Nachdem beim ersten Verdi-Streik vor rund drei Wochen viele Verständnis für die Streikenden hatten, zeigten sich die Pendler am Dienstag etwa in Duisburg genervt. "Die sollen jetzt erst einmal verhandeln", sagte Sybille Kahn, die von Hagen aus auf dem Weg zu ihrem Arbeitsplatz im Duisburger Westen am Hauptbahnhof gestrandet war. "Ich bin ja grundsätzlich dafür, dass jeder streiken darf. Nur darf das auch nicht zur Schikane für die Pendler ausarten."

Die Duisburger Taxifahrer zählten zu den wenigen Profiteuren der Ausstände. Dementsprechend zufrieden gaben sie sich: "Für uns sind solche Streiks natürlich nicht schlecht", sagte Taxifahrer Harald Bohm. "Das Geschäft läuft super. Die Zentrale hatte für heute extra zusätzliche Fahrer angefordert." Zufrieden war auch der Duisburger Verdi-Chef Thomas Keuer: "Die Beteiligung an den Ausständen ist so hoch, wie wir es uns erwartet haben."

Schon seit dem frühen Morgen streikten die Mitarbeiter der DVG, der Wirtschaftsbetriebe und der Stadt. Auch viele Kita-Mitarbeiter hätten sich beteiligt. "Da in Duisburg heute keine Kundgebungen stattfinden, sind viele der Streikenden nun auf dem Weg zu den zentralen Kundgebungen in Köln." Aus Duisburg seien allein mehr als 40 Busse in Richtung Köln aufgebrochen. "Ich denke, dass wir mit dem Streik heute ordentlich Druck vor der nun anstehenden Verhandlungsrunde aufbauen konnten."

Der Bahnhofsvorplatz am Mönchengladbacher Hauptbahnhof war am Morgen wie leergefegt. An den Steigen hielt an diesen Morgen kein einziger Bus. Die Züge der Deutschen Bahn rollten allerdings an. Wer aus Gladbach raus musste, stieg auf das Auto um. Die Straßen waren deutlich voller als an normalen Tagen. Das merkte auch Stadtsprecher Dirk Rütten auf seinem Arbeitsweg. "Ich bin mit dem Fahrrad zur Arbeit gefahren. Es hat wegen der von Autos verstopften Straßen aber deutlich länger gedauert", sagt er.

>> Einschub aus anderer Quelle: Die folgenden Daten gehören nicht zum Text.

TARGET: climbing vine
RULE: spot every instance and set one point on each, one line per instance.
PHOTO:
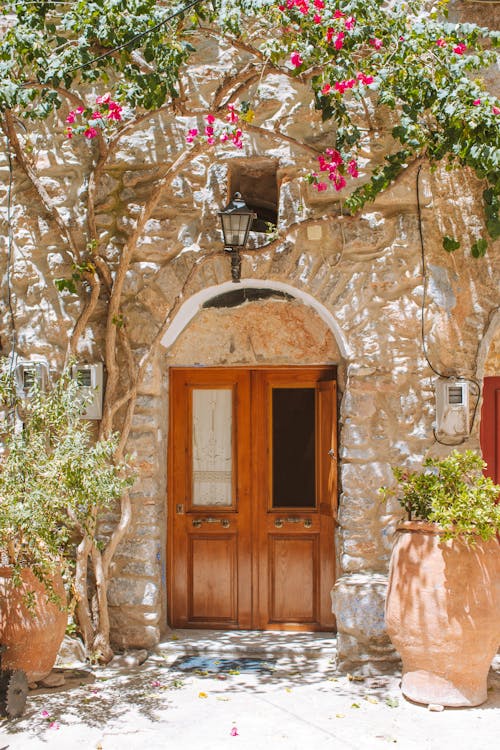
(97, 70)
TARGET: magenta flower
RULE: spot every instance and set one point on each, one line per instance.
(104, 99)
(232, 116)
(365, 79)
(339, 40)
(352, 168)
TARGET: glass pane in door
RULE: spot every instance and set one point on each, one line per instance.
(294, 448)
(212, 459)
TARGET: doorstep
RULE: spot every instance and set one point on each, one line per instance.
(249, 643)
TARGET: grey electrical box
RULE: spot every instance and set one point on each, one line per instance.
(452, 407)
(31, 374)
(90, 378)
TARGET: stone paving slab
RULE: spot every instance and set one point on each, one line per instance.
(301, 703)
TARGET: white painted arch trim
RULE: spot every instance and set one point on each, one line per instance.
(191, 307)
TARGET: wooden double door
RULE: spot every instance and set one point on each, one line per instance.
(252, 498)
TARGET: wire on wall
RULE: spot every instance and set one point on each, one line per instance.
(422, 322)
(10, 249)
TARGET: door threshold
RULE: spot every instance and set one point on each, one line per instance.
(249, 643)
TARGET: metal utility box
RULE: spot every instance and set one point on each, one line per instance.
(452, 407)
(91, 381)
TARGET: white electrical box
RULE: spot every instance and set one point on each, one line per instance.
(91, 381)
(31, 373)
(452, 407)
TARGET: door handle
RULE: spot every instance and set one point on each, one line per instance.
(293, 519)
(198, 521)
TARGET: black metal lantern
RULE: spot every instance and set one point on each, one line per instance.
(236, 219)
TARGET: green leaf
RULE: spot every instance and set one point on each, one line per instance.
(450, 244)
(478, 249)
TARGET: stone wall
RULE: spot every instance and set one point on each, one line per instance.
(356, 298)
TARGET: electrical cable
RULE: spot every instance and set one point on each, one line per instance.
(136, 38)
(422, 324)
(10, 245)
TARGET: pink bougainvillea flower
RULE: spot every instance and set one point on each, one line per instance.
(232, 116)
(338, 181)
(364, 78)
(335, 156)
(339, 40)
(104, 99)
(352, 168)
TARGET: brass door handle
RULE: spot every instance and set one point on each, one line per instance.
(293, 519)
(198, 521)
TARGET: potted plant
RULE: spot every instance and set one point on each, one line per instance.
(443, 599)
(53, 477)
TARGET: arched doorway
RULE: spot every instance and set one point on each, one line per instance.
(252, 466)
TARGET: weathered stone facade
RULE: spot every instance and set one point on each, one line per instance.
(356, 297)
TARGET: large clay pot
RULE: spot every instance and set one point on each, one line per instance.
(32, 637)
(443, 614)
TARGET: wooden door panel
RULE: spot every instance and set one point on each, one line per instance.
(212, 579)
(293, 575)
(296, 544)
(235, 560)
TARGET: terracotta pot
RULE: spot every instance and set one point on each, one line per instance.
(32, 639)
(443, 614)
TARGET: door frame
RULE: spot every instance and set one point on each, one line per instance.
(326, 372)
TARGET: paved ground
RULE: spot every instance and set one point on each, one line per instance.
(287, 695)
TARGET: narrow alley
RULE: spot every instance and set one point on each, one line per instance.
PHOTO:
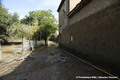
(50, 63)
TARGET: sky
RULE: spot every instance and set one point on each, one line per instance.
(22, 7)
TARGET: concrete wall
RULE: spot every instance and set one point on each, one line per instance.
(73, 3)
(96, 33)
(93, 7)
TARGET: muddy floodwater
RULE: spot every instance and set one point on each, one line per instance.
(47, 63)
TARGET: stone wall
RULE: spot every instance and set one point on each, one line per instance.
(97, 37)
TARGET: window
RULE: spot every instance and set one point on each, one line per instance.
(64, 7)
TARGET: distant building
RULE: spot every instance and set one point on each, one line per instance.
(92, 29)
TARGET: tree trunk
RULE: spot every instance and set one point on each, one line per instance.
(0, 52)
(23, 45)
(30, 46)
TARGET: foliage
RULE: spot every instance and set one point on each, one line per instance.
(6, 20)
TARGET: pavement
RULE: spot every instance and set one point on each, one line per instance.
(50, 63)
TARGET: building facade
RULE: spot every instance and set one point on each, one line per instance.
(92, 29)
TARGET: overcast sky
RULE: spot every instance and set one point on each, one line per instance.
(22, 7)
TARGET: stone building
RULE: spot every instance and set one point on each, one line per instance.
(91, 28)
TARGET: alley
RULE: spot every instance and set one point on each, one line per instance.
(50, 63)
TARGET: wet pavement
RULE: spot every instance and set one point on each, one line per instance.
(49, 63)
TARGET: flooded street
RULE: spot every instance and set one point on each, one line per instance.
(47, 63)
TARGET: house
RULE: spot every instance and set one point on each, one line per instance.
(91, 28)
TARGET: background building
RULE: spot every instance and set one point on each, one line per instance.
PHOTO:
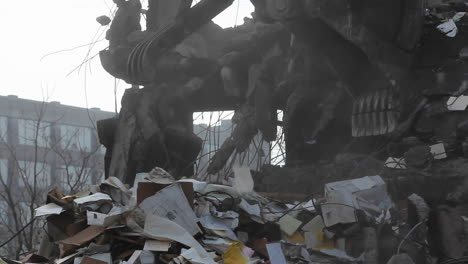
(46, 144)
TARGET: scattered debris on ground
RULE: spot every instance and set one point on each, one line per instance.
(163, 220)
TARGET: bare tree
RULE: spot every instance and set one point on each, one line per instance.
(41, 144)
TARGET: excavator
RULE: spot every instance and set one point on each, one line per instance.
(348, 74)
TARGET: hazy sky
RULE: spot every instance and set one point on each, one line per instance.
(32, 29)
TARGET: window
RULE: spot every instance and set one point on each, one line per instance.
(3, 129)
(28, 129)
(75, 138)
(75, 176)
(4, 170)
(29, 171)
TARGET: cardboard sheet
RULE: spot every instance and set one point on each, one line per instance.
(172, 204)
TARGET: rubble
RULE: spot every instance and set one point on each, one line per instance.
(374, 95)
(188, 221)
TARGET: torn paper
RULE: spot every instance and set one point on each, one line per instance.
(438, 151)
(49, 209)
(275, 252)
(289, 224)
(449, 28)
(97, 197)
(161, 228)
(457, 103)
(98, 219)
(84, 236)
(243, 181)
(251, 209)
(172, 204)
(157, 245)
(193, 256)
(396, 163)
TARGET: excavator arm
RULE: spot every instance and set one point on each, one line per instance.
(142, 59)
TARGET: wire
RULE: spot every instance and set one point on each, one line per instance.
(409, 233)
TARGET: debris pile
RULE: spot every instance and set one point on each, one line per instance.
(161, 220)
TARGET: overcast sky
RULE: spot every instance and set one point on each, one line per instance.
(32, 29)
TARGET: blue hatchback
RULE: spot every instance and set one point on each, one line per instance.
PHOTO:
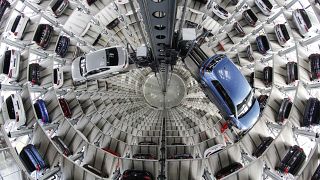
(230, 91)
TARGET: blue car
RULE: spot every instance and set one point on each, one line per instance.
(41, 111)
(230, 91)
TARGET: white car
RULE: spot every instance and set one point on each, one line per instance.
(12, 109)
(302, 21)
(9, 64)
(282, 34)
(220, 12)
(18, 25)
(265, 6)
(58, 6)
(214, 149)
(99, 64)
(57, 77)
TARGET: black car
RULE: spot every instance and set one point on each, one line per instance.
(131, 174)
(250, 17)
(95, 171)
(113, 24)
(143, 156)
(4, 4)
(237, 26)
(292, 160)
(62, 46)
(249, 53)
(265, 143)
(43, 35)
(267, 75)
(284, 110)
(233, 167)
(292, 72)
(34, 73)
(314, 60)
(316, 174)
(311, 112)
(61, 145)
(262, 99)
(147, 143)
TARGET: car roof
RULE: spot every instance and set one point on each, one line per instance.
(232, 80)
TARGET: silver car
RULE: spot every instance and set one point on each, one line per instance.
(99, 64)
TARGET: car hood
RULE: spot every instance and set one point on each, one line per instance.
(232, 80)
(250, 118)
(75, 70)
(96, 60)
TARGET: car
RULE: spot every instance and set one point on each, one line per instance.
(263, 44)
(61, 145)
(284, 110)
(4, 4)
(263, 99)
(13, 109)
(292, 72)
(316, 174)
(10, 63)
(41, 111)
(144, 156)
(214, 149)
(250, 17)
(282, 34)
(237, 26)
(233, 167)
(111, 152)
(65, 107)
(302, 21)
(178, 144)
(132, 174)
(314, 60)
(95, 171)
(311, 112)
(43, 35)
(249, 53)
(147, 143)
(32, 159)
(267, 75)
(292, 161)
(57, 77)
(265, 143)
(58, 6)
(18, 25)
(62, 46)
(181, 156)
(265, 6)
(99, 64)
(220, 12)
(34, 73)
(235, 101)
(113, 24)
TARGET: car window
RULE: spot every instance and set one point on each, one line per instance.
(305, 17)
(224, 95)
(112, 57)
(10, 107)
(6, 62)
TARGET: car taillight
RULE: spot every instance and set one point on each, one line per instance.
(10, 73)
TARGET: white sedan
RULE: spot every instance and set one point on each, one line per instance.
(99, 64)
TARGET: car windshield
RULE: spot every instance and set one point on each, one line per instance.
(10, 107)
(112, 57)
(305, 18)
(284, 32)
(82, 65)
(245, 105)
(267, 3)
(224, 95)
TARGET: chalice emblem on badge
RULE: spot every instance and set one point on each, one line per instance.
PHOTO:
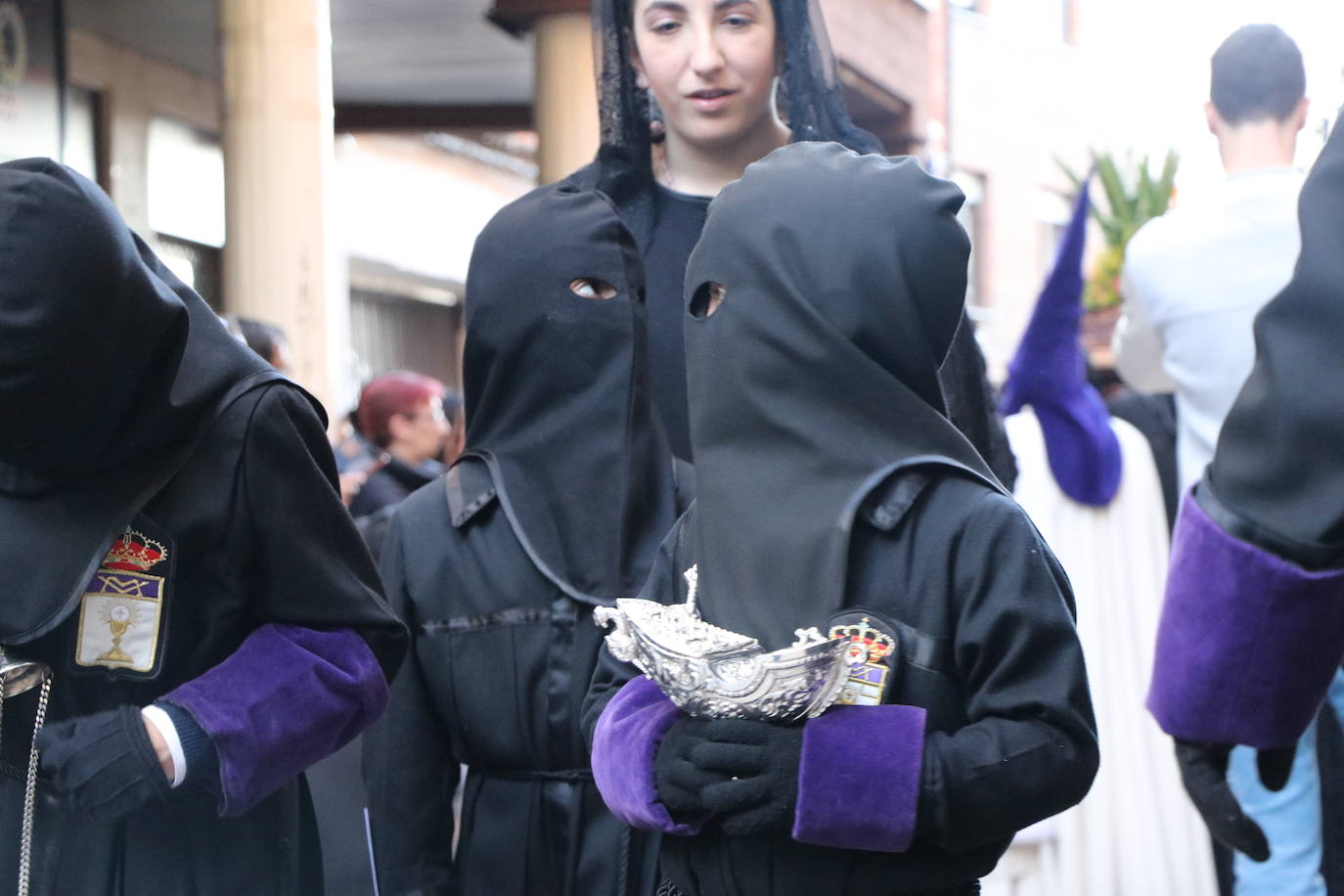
(118, 615)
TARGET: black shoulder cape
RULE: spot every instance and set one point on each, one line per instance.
(111, 370)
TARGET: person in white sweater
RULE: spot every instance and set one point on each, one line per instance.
(1192, 283)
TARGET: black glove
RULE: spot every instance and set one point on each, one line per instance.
(678, 780)
(104, 762)
(1203, 770)
(755, 765)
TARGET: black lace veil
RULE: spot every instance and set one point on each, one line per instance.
(811, 101)
(811, 97)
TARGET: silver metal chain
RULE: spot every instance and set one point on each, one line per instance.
(29, 792)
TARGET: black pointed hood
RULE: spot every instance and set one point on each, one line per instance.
(818, 377)
(557, 402)
(111, 368)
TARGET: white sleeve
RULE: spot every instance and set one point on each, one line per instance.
(160, 720)
(1138, 344)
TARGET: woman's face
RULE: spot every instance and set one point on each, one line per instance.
(710, 65)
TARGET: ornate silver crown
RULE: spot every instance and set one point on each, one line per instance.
(715, 673)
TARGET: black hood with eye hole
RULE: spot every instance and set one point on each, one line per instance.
(111, 368)
(811, 101)
(818, 377)
(557, 402)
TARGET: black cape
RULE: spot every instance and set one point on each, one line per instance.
(111, 371)
(823, 323)
(811, 98)
(557, 506)
(125, 402)
(832, 490)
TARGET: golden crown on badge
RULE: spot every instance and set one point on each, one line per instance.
(135, 551)
(866, 643)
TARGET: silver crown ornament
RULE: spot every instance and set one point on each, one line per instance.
(714, 673)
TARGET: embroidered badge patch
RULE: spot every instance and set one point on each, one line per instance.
(869, 670)
(122, 607)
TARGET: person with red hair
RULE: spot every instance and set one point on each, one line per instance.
(402, 414)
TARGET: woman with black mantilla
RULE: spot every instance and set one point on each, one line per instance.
(556, 507)
(847, 503)
(723, 83)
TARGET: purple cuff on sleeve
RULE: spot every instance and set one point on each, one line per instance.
(285, 698)
(859, 778)
(624, 743)
(1247, 643)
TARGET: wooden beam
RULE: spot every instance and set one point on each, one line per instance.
(516, 17)
(426, 117)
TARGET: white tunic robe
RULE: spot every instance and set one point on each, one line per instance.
(1136, 833)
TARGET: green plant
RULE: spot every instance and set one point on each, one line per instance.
(1133, 198)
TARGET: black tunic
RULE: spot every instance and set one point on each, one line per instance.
(254, 532)
(676, 227)
(500, 664)
(983, 615)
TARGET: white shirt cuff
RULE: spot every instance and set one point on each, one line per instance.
(162, 722)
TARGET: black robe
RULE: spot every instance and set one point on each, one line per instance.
(983, 618)
(237, 557)
(500, 664)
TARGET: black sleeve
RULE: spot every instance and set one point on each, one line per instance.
(409, 771)
(1278, 473)
(1030, 748)
(311, 567)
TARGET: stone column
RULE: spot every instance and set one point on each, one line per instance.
(564, 97)
(281, 263)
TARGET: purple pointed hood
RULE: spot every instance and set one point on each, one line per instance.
(1049, 373)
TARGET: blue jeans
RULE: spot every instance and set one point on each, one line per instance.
(1290, 819)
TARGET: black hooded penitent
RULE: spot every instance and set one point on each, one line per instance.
(556, 396)
(811, 101)
(818, 377)
(109, 370)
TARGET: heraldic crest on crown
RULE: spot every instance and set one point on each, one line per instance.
(121, 611)
(714, 673)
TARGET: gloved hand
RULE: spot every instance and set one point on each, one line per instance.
(104, 762)
(1203, 770)
(757, 770)
(678, 780)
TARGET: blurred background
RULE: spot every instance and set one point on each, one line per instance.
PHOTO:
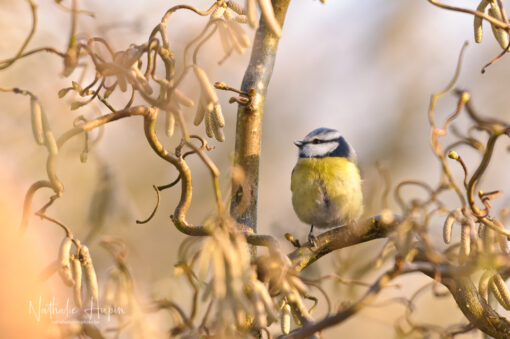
(364, 67)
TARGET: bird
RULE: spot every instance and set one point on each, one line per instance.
(326, 182)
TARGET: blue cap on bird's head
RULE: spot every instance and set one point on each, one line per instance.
(325, 142)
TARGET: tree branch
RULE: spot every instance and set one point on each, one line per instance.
(249, 117)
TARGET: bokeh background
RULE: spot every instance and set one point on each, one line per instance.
(364, 67)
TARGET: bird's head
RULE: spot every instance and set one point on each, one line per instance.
(325, 142)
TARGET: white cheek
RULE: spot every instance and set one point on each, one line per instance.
(314, 150)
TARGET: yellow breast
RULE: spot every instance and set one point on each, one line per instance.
(326, 191)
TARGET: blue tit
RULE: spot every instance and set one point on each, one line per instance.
(325, 183)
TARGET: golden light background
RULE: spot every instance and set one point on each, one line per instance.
(364, 67)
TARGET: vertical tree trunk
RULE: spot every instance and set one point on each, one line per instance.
(249, 118)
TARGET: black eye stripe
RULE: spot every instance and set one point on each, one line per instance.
(320, 141)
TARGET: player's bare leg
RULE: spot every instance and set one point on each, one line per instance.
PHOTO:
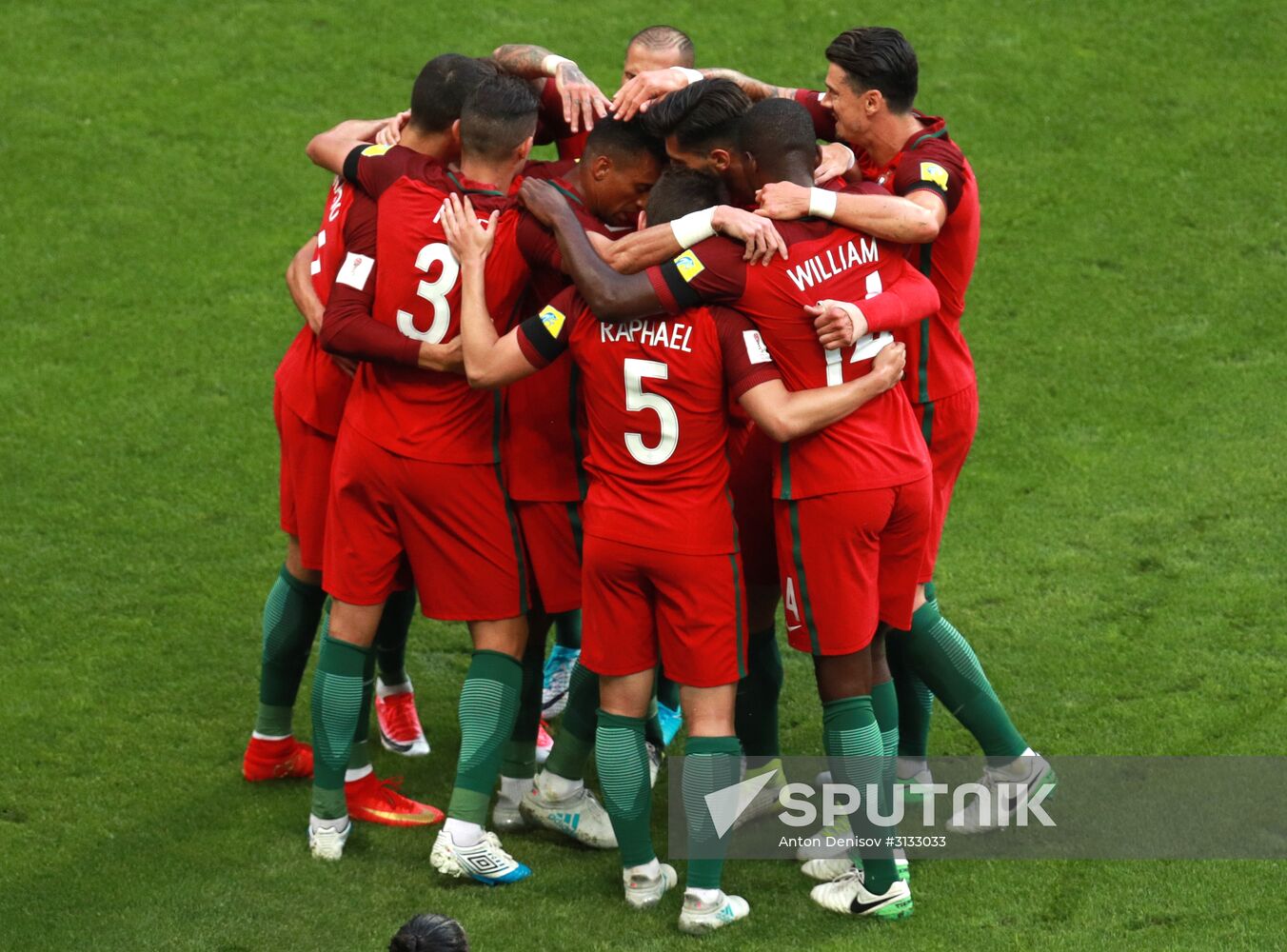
(488, 706)
(291, 616)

Auch die städtischen Kitas wurden am Dienstag in Mönchengladbach bestreikt, Hausmeister an Schulen und Hauspost-Kuriere der Stadt hatten ebenfalls ihre Arbeit niedergelegt. Der Unterricht an den Schulen fand aber statt — auch die Verpflegung der Schüler war gesichert, wie Sprecher Rütten sagte.

In Solingen fuhren auch nur die wenigen Buslinien, die privat oder von der Rheinbahn betrieben werden. Ein Taxifahrer am Solinger Bahnhof sagte allerdings, es sei am Morgen genauso ruhig wie sonst gewesen. Er konnte kein Zusatzgeschäft machen. Viele Schüler und Pendler waren in Solingen zu Fuß unterwegs. Am städtischen Klinikum in Solingen war von den Auswirkungen des Streiks kaum etwas zu spüren. Laut eines Sprechers hatte der Streik aber nur geringe Auswirkungen auf die Patienten. Die Ambulanz und die OP-Säle arbeiten normal. Der Betriebsrat bestätigte, dass einige Kollegen mit einem Bus nach Köln zur Kundgebung gefahren sind.

Dort kamen am späten Vormittag etwa 15.000 Streikende auf dem Heumarkt zusammen. Mit Trillerpfeifen und Musik demonstrierten sie für eine Lohnerhöhung von 6,5 Prozent, mindestens aber 200 Euro.